Reputation: 29477
I'm trying to take a hardcoded String and turn it into a 1-row Spark DataFrame (with a single column of type StringType
) such that:
String fizz = "buzz"
Would result with a DataFrame whose .show()
method looks like:
+-----+
| fizz|
+-----+
| buzz|
+-----+
My best attempt thus far has been:
val rawData = List("fizz")
val df = sqlContext.sparkContext.parallelize(Seq(rawData)).toDF()
df.show()
But I get the following compiler error:
java.lang.ClassCastException: org.apache.spark.sql.types.ArrayType cannot be cast to org.apache.spark.sql.types.StructType
at org.apache.spark.sql.SQLContext.createDataFrame(SQLContext.scala:413)
at org.apache.spark.sql.SQLImplicits.rddToDataFrameHolder(SQLImplicits.scala:155)
Any ideas as to where I'm going awry?
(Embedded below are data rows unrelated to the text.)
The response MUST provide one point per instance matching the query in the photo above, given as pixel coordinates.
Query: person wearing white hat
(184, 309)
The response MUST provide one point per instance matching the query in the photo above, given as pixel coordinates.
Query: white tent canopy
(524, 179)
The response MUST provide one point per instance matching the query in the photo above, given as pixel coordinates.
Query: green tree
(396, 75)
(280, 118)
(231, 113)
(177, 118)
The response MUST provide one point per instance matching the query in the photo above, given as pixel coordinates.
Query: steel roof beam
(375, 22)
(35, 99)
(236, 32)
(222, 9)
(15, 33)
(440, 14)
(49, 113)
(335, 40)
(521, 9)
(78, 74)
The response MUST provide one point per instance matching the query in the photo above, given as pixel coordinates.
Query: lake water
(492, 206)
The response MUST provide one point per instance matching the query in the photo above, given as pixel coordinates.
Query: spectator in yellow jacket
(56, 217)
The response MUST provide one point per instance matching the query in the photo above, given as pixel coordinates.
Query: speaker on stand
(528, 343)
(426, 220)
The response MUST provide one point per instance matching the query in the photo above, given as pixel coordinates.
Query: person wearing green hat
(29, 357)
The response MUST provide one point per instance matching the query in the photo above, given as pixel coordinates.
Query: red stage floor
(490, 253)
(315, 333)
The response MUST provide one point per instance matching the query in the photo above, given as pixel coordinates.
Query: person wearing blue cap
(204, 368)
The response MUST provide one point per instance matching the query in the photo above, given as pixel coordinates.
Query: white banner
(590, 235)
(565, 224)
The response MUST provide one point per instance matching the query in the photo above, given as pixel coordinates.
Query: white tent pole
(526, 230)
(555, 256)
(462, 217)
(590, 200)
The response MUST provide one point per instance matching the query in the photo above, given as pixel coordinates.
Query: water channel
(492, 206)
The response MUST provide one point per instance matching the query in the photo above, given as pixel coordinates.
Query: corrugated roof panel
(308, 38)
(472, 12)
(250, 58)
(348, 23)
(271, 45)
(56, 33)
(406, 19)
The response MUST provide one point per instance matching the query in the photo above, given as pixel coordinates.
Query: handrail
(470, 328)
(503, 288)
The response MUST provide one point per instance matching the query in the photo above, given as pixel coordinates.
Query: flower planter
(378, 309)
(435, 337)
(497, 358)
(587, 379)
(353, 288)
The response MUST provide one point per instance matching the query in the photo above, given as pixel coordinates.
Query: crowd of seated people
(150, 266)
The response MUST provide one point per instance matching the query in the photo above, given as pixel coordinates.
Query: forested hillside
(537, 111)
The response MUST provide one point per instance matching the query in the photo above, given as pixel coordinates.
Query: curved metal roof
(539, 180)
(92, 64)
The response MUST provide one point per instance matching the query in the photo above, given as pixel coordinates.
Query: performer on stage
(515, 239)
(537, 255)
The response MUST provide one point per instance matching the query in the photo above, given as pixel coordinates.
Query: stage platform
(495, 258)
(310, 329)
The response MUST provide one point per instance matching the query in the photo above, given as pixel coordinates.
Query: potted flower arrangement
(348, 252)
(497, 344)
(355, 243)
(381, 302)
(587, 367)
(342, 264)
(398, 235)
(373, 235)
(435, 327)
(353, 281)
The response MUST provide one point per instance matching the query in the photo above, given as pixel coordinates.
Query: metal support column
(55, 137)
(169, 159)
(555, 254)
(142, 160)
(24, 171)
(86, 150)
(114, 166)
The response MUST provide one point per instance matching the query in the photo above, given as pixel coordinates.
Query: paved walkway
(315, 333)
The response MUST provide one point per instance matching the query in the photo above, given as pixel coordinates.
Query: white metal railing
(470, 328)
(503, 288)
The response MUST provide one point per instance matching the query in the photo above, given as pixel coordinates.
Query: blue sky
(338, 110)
Also, how do I set "buzz"
as the row value for the fizz
column?
Trying:
sqlContext.sparkContext.parallelize(rawData).toDF()
I get a DF that looks like:
+----+
| _1|
+----+
|buzz|
+----+
Upvotes: 7
Views: 29275
Reputation: 1884
In Java, the following works:
List<String> textList = Collections.singletonList("yourString");
SQLContext sqlContext = new SQLContext(sparkContext);
Dataset<Row> data = sqlContext
.createDataset(textList, Encoders.STRING())
.withColumnRenamed("value", "text");
Upvotes: 0
Reputation:
Try:
sqlContext.sparkContext.parallelize(rawData).toDF()
In 2.0 you can:
import spark.implicits._
rawData.toDF
Optionally provide a sequence of names for toDF
:
sqlContext.sparkContext.parallelize(rawData).toDF("fizz")
Upvotes: 9